The largest subset that forms a simplex cannot be larger than n+1, and by the Hadamard conjecture these exist for all n=3 mod 4. Here's the construction: Take a Hadamard matrix of order n+1 and flip the sign of each row so that the first element equals 1. Delete the first element in each row and replace -1 with 0. The n+1 rows are then your elements X(n). The Hamming distance between any pair of elements is (n+1)/2; this is the square of the euclidean distance. -Veit On Oct 6, 2012, at 6:30 PM, Dan Asimov <dasimov@earthlink.net> wrote:
Consider the corners of the (say) unit n-cube: {0,1}^n, in R^n.
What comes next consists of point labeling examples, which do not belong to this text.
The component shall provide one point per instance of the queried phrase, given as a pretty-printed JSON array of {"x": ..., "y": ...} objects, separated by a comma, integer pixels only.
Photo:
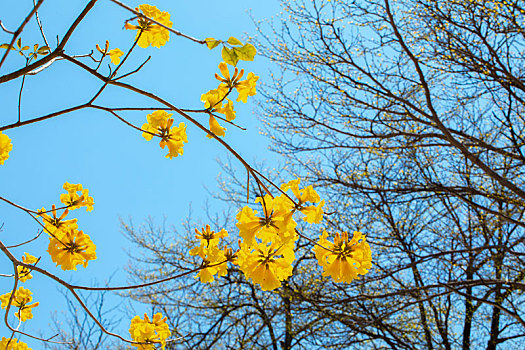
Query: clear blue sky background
[{"x": 127, "y": 176}]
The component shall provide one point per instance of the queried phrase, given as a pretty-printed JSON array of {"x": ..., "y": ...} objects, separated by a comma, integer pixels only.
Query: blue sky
[{"x": 127, "y": 176}]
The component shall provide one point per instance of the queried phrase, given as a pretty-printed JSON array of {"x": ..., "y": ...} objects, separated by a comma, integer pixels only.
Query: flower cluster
[
  {"x": 21, "y": 300},
  {"x": 344, "y": 260},
  {"x": 13, "y": 344},
  {"x": 267, "y": 251},
  {"x": 24, "y": 273},
  {"x": 149, "y": 332},
  {"x": 160, "y": 124},
  {"x": 148, "y": 32},
  {"x": 5, "y": 147},
  {"x": 213, "y": 258},
  {"x": 69, "y": 247},
  {"x": 217, "y": 100},
  {"x": 267, "y": 242}
]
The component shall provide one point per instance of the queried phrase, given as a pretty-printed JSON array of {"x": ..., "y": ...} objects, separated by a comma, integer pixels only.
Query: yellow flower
[
  {"x": 267, "y": 264},
  {"x": 215, "y": 128},
  {"x": 307, "y": 194},
  {"x": 208, "y": 237},
  {"x": 227, "y": 110},
  {"x": 314, "y": 214},
  {"x": 151, "y": 332},
  {"x": 14, "y": 344},
  {"x": 277, "y": 225},
  {"x": 151, "y": 33},
  {"x": 246, "y": 87},
  {"x": 5, "y": 147},
  {"x": 346, "y": 260},
  {"x": 73, "y": 201},
  {"x": 115, "y": 55},
  {"x": 225, "y": 78},
  {"x": 72, "y": 249},
  {"x": 21, "y": 301},
  {"x": 54, "y": 225},
  {"x": 159, "y": 123},
  {"x": 24, "y": 273}
]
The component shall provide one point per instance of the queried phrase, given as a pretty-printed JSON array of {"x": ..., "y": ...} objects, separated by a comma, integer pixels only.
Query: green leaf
[
  {"x": 212, "y": 43},
  {"x": 246, "y": 53},
  {"x": 234, "y": 41},
  {"x": 230, "y": 56}
]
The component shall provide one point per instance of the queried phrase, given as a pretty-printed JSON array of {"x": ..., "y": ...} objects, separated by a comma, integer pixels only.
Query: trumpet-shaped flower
[
  {"x": 24, "y": 273},
  {"x": 213, "y": 261},
  {"x": 13, "y": 344},
  {"x": 314, "y": 214},
  {"x": 148, "y": 32},
  {"x": 277, "y": 225},
  {"x": 73, "y": 200},
  {"x": 71, "y": 249},
  {"x": 114, "y": 55},
  {"x": 344, "y": 260},
  {"x": 149, "y": 332},
  {"x": 57, "y": 225},
  {"x": 21, "y": 300},
  {"x": 160, "y": 124},
  {"x": 267, "y": 264},
  {"x": 225, "y": 78},
  {"x": 5, "y": 147},
  {"x": 227, "y": 110},
  {"x": 246, "y": 87}
]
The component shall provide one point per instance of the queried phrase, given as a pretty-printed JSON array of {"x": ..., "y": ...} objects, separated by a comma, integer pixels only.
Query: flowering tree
[
  {"x": 267, "y": 236},
  {"x": 408, "y": 117}
]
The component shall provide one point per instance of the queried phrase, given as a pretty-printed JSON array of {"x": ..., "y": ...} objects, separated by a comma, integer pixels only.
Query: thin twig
[
  {"x": 40, "y": 25},
  {"x": 138, "y": 14},
  {"x": 5, "y": 29}
]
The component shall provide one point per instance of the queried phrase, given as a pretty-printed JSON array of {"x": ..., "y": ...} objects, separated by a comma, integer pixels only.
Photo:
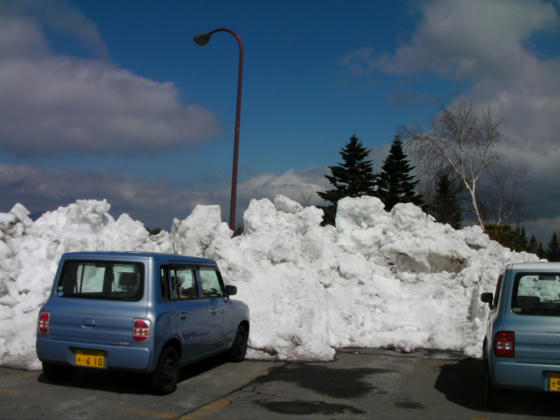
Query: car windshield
[
  {"x": 101, "y": 280},
  {"x": 536, "y": 294}
]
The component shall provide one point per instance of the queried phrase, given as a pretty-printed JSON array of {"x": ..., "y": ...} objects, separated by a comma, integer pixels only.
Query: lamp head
[{"x": 202, "y": 39}]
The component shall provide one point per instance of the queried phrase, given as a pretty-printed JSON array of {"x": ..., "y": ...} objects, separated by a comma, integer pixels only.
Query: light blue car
[
  {"x": 142, "y": 312},
  {"x": 522, "y": 345}
]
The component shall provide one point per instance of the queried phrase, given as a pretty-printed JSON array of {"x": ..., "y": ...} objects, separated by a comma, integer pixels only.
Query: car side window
[
  {"x": 211, "y": 283},
  {"x": 497, "y": 292},
  {"x": 180, "y": 282}
]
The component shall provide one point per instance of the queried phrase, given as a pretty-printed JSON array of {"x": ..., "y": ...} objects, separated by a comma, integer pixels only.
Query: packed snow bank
[{"x": 378, "y": 279}]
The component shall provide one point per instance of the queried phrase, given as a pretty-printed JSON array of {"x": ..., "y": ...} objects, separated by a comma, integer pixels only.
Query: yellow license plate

QUESTION: What is the size |X(n)| of a largest subset X(n) of the 2^n corners, such that all nonzero distances in X(n) have the same value?
The distinct distances are {sqrt(k) | 0 <= k <= n}.
For a fixed k > 0, the number of distances = sqrt(k) is 2^(n-1) * C(n,k), where C(n,k) := n!/(k! (n-k)!).
MORE GENERAL QUESTION: What is the size |X(n,k)| of a largest subset X(k,n) having all its nonzero distances = sqrt(k) ?
(These questions can be rephrased to ask what is the size of the largest clique in the constant-distance graphs for {0,1}^n.)
F'rinstance, in {0,1}^4, the graph of all distances = sqrt(2) has two components. Each is isomorphic to what you get if you connect all pairs of vertices of an octagon (or 3-cube), except antipodes, with an edge. So each component of the graph has 8 vertices and 24 edges. The largest clique has only 4 vertices.